Licence de marque requalifiée en contrat de franchise
Les juges ne sont pas tenus par les intitulés que les parties donnent à leurs actes, mais sont au contraire tenus de leur restituer leur véritable qualification : quels sont les critères et les conséquences de cette requalification ?
En l’espèce, la question principale était de déterminer si le contrat signé entre les parties au litige devait être qualifié de contrat de franchise et non pas de contrat de licence de marque et, si tel était le cas, si ce contrat était valide ou nul. La société H, et la SAS Groupe Corede Bât, avait signé le 29 octobre 2018 un contrat qualifié de “licence de marque”. Ce contrat prévoyait que Groupe Corede Bât fournirait divers supports et services, tandis que H devait payer un droit d’entrée de 10.000 euros et des redevances mensuelles. Groupe Corede Bât devait également acquérir 5% du capital de H.Le Tribunal de Commerce de Poitiers a requalifié le contraten contrat de franchise, jugeant qu’il était sans cause et donc nul. La Cour d’appel de Poitiers a confirmé cette décision. Elle a tout d’abord estimé que le contrat, bien que qualifié de licence de marque, comportait les trois éléments caractéristiques d’un contrat de franchise : mise à disposition d’un signe distinctif, transmission d’un savoir-faire, et fourniture d’une assistance commerciale ou technique. La Cour s’est fondée sur l’analyse du Préambule, des articles du contrat, dont plusieurs évoquaient la communication de ces trois éléments, sur la remise d’un document d’information précontractuel qui mentionnait ces éléments et sur le fait que le dirigeant de Corede Bât avait lui-même parlé de contrat de franchise dans des échanges avec le candidat.

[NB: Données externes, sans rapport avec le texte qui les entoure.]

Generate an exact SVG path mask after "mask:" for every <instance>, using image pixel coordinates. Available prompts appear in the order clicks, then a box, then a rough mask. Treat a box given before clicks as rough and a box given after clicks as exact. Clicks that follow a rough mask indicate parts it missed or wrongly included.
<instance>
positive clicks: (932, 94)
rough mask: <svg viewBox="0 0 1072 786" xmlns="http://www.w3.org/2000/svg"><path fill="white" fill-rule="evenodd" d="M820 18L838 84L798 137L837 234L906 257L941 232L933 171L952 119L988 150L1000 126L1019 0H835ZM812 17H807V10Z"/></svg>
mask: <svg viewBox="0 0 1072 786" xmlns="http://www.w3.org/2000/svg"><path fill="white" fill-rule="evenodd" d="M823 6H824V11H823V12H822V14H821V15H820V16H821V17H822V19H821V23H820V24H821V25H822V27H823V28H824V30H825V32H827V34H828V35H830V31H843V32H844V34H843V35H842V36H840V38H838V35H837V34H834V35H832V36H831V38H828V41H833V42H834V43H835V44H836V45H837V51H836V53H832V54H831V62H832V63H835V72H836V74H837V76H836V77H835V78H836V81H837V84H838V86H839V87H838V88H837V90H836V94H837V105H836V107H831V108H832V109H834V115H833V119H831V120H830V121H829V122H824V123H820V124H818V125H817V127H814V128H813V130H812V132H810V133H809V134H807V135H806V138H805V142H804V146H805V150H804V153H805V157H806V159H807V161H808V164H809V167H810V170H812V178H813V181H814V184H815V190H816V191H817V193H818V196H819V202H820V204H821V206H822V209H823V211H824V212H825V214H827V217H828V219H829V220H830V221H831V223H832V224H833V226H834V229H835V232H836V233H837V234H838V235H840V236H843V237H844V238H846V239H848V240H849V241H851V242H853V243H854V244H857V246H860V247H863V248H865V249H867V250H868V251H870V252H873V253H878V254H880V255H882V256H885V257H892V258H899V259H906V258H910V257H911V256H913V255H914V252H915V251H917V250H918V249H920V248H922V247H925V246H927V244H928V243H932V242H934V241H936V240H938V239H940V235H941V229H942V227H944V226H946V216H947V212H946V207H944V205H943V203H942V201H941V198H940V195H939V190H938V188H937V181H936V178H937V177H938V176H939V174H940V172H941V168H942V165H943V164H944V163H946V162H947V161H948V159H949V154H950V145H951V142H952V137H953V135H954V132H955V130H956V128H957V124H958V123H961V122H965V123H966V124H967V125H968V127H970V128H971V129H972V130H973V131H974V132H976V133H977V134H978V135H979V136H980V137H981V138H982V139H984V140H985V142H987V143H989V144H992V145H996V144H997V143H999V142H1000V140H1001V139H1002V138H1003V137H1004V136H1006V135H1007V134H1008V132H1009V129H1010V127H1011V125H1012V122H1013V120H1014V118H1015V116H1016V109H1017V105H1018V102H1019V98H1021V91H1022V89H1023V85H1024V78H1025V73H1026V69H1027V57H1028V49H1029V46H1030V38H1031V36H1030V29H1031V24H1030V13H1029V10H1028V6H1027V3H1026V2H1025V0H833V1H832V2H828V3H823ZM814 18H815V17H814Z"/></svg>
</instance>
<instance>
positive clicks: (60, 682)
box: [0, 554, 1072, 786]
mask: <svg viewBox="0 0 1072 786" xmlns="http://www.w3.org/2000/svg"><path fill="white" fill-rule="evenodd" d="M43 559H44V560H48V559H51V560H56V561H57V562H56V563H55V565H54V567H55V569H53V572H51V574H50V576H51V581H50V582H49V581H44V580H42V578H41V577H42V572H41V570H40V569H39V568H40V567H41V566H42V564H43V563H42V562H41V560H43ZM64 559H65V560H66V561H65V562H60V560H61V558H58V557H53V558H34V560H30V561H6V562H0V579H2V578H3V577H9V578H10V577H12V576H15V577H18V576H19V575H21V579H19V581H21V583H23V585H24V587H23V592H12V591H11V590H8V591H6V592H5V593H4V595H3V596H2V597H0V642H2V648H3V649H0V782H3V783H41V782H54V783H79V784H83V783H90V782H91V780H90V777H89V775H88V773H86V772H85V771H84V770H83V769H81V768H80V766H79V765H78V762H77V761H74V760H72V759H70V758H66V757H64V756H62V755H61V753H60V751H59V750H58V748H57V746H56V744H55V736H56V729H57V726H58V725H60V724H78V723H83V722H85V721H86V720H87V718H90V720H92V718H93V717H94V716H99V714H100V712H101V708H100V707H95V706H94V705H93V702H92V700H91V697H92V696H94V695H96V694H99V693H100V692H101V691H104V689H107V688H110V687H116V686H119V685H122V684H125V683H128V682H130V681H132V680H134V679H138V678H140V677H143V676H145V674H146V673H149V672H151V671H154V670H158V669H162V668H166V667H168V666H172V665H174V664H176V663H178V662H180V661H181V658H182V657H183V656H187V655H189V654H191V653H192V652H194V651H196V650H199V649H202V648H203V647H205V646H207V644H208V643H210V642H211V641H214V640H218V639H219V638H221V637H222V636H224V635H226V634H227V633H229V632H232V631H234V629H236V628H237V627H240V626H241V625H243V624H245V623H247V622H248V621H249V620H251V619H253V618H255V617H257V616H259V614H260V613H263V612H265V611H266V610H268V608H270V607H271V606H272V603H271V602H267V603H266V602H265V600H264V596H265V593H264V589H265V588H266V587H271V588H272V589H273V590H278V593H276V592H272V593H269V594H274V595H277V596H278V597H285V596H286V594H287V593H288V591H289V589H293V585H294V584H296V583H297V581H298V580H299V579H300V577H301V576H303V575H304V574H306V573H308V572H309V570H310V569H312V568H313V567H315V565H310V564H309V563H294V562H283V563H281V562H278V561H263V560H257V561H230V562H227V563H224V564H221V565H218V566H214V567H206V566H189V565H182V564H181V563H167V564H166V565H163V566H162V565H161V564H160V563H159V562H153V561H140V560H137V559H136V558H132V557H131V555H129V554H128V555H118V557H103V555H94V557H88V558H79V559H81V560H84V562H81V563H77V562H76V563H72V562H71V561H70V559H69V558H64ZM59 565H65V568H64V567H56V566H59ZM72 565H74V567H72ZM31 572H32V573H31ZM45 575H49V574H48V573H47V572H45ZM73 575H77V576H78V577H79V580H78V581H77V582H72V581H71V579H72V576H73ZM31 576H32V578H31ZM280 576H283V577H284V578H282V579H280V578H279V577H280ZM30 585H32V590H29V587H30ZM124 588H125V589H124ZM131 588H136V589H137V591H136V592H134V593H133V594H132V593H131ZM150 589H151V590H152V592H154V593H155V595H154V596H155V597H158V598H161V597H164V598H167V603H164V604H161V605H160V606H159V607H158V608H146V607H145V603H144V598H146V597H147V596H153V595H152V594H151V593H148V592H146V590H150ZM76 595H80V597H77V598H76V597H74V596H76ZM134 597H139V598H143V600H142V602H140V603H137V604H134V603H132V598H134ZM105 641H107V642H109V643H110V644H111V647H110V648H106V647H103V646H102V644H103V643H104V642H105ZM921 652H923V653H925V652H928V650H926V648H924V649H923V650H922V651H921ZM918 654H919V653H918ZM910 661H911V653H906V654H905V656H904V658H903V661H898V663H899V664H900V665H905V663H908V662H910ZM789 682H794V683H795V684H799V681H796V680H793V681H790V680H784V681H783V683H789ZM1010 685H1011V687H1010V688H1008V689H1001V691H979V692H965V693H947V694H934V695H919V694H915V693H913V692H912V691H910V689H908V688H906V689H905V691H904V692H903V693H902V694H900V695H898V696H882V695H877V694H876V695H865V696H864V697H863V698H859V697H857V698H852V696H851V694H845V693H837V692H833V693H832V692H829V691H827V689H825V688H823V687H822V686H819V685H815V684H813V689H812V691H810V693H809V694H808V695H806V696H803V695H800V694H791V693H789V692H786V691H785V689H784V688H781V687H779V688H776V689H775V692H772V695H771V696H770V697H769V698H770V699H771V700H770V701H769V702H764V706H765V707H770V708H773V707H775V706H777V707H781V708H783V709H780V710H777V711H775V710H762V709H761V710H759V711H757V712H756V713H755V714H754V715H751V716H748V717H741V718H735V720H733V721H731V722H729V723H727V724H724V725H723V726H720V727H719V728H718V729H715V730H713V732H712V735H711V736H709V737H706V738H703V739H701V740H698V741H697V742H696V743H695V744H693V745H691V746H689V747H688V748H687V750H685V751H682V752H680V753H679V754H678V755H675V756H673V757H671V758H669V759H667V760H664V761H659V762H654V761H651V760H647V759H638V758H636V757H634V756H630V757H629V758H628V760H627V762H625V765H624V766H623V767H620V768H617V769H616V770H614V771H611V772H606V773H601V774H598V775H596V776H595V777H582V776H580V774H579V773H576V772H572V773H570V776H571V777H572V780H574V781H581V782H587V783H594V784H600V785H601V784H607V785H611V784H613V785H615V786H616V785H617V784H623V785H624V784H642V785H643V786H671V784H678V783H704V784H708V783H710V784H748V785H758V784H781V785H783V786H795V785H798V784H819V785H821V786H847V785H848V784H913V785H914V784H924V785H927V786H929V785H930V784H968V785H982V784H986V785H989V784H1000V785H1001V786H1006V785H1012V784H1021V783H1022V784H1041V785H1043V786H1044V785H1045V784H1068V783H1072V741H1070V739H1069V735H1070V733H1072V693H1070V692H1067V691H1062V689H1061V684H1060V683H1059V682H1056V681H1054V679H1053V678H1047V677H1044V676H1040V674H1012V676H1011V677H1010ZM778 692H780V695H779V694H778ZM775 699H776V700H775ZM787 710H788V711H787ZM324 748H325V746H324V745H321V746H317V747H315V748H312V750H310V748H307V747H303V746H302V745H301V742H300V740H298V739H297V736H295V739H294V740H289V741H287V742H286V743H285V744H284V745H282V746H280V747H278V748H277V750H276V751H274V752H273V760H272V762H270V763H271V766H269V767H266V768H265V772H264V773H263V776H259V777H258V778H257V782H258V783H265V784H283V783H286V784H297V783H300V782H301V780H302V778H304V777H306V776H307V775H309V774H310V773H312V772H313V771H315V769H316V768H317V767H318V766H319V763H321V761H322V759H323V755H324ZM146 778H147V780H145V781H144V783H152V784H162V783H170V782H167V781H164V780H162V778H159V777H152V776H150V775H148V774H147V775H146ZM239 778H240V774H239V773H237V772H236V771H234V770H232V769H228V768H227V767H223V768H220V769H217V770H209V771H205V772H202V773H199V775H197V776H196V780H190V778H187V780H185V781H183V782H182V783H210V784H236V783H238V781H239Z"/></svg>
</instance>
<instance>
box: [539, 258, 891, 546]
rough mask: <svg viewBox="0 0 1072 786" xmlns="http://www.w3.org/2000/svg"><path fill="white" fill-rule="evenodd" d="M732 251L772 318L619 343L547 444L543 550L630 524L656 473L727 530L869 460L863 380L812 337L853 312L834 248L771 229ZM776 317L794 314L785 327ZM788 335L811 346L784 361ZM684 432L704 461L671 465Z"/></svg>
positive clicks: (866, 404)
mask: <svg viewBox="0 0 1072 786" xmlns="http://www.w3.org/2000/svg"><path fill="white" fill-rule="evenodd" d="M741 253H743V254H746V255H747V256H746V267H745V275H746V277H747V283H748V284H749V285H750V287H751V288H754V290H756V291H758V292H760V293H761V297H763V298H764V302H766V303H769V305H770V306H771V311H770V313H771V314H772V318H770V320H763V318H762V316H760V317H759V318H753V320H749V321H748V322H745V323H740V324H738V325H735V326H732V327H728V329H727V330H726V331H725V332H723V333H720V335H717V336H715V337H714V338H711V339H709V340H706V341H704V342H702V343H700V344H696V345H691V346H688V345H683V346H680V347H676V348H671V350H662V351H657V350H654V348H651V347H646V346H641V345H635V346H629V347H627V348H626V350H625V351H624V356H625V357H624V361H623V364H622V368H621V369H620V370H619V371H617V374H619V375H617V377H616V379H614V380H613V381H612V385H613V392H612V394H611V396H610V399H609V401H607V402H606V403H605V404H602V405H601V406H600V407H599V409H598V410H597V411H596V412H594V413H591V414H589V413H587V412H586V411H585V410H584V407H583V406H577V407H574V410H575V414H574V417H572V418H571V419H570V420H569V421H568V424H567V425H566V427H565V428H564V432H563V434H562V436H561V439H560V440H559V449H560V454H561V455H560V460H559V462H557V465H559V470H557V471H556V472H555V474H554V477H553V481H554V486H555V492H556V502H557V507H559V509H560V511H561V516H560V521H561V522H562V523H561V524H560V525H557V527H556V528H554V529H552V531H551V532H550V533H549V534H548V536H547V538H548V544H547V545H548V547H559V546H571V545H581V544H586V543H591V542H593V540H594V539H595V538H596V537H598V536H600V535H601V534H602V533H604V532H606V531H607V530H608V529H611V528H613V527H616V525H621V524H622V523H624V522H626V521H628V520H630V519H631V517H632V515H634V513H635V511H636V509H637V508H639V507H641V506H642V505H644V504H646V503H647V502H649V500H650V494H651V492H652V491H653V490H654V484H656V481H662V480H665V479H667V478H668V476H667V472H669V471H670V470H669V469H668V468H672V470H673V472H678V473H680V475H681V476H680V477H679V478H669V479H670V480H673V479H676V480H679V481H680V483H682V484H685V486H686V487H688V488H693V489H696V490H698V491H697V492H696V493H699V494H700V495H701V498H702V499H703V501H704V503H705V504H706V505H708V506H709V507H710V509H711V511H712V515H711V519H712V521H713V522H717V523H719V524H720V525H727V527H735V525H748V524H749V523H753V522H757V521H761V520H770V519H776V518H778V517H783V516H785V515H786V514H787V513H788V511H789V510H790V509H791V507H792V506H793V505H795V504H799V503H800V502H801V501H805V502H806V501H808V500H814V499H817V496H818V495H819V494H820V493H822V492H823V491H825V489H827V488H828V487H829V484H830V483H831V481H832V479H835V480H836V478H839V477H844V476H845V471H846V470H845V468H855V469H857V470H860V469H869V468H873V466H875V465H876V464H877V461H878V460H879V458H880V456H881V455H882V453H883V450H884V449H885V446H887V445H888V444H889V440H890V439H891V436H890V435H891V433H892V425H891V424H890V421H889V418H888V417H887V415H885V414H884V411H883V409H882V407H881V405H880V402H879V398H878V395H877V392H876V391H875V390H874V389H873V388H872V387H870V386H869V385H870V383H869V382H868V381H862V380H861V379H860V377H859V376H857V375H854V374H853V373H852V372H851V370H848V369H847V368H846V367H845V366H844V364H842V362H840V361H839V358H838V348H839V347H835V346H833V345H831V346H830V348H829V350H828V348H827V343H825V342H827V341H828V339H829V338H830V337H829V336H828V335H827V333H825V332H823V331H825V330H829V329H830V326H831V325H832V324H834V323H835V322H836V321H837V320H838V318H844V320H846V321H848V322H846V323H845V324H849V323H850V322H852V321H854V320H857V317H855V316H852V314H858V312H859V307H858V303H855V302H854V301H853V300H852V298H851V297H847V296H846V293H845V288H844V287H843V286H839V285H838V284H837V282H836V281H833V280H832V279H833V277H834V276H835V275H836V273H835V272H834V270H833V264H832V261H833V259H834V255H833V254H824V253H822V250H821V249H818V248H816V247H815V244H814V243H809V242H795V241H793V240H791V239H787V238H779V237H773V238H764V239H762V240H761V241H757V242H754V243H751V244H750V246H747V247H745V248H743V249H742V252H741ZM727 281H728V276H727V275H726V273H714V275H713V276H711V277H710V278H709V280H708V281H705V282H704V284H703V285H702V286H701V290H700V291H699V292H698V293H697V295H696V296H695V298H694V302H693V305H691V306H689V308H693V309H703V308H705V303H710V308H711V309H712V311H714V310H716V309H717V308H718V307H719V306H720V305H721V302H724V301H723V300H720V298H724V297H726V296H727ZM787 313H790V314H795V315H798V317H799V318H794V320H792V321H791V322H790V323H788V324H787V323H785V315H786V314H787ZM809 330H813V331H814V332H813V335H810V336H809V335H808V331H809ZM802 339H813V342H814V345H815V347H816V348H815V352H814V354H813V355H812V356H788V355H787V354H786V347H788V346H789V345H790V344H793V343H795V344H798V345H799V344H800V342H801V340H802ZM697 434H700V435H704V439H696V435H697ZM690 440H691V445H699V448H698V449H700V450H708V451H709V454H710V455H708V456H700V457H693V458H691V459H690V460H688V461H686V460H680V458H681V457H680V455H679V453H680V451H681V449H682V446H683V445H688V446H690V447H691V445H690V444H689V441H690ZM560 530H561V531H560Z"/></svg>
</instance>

Une fois la requalification opérée, la Cour a jugé que la contrepartie fournie par Groupe Corede Bât était illusoire ou dérisoire, rendant le contrat nul selon l’article 1169 du Code civil, lequel dispose : « Un contrat à titre onéreux est nul lorsque, au moment de sa formation, la contrepartie convenue au profit de celui qui s'engage est illusoire ou dérisoire. » C’était ce que l’on appelait, avant la réforme du droit des obligations de 2016, l’absence de cause. Cette analyse de la contrepartie a été menée au regard de ce qui est attendu d’un contrat de franchise. Au titre de la marque elle relève qu’elle n’était pas encore enregistrée, qu’elle était dépourvue de caractère distinctif et sans aucune notoriété. Ce dernier point nous semble contestable dans la mesure où la notoriété de la marque n’est pas une condition pour pouvoir licencier celle-ci, y compris dans le cadre d’un contrat de franchise, à moins que le franchiseur ait souscrit contractuellement un tel engagement. Au titre du savoir-faire, elle relève que « la société Groupe Corede Bât, très récemment constituée, à l'activité très réduite et à l'expérience limitée aux chantiers de quelques boutiques et maisons selon les énonciations mêmes du contrat, sans personnel autre que ses deux animateurs eux-mêmes peu expérimentés, n'en avait aucun spécifique, et a fortiori substantiel, à transmettre à sa cocontractante. » Enfin, pour l’assistance elle relève qu’il s’agissait uniquement de généralités et de la fourniture de quelques éléments de supports de communication (cartes de visites, vêtements, panneaux, flocage) et qu’elle ne recouvrait aucune réalité.
La Cour d’appel a confirmé l’annulation du contrat et a ordonné à Groupe Corede Bât de rembourser les sommes versées par H et de céder les parts sociales acquises pour 50 euros.
Cette décision se fonde sur les critères habituellement observés en jurisprudence pour requalifier un contrat de licence en contrat de franchise. Elle illustre également le fait que cette requalification n’est habituellement que la première étape avant de solliciter la nullité du contrat, ou le cas échéant sa résiliation aux torts du « franchiseur ».
Il est donc essentiel, pour les enseignes qui souhaitent recourir à un contrat de distribution pour se développer en réseau, de bien qualifier le contrat qu’elle souhaite mettre en place et de s’assurer qu’elles sont en mesure d’offrir l’ensemble des contreparties induites par cette qualification. Une fois la qualification confirmée il convient également que les contrats et l’ensemble des communications opérées soient conformes avec la qualification retenue.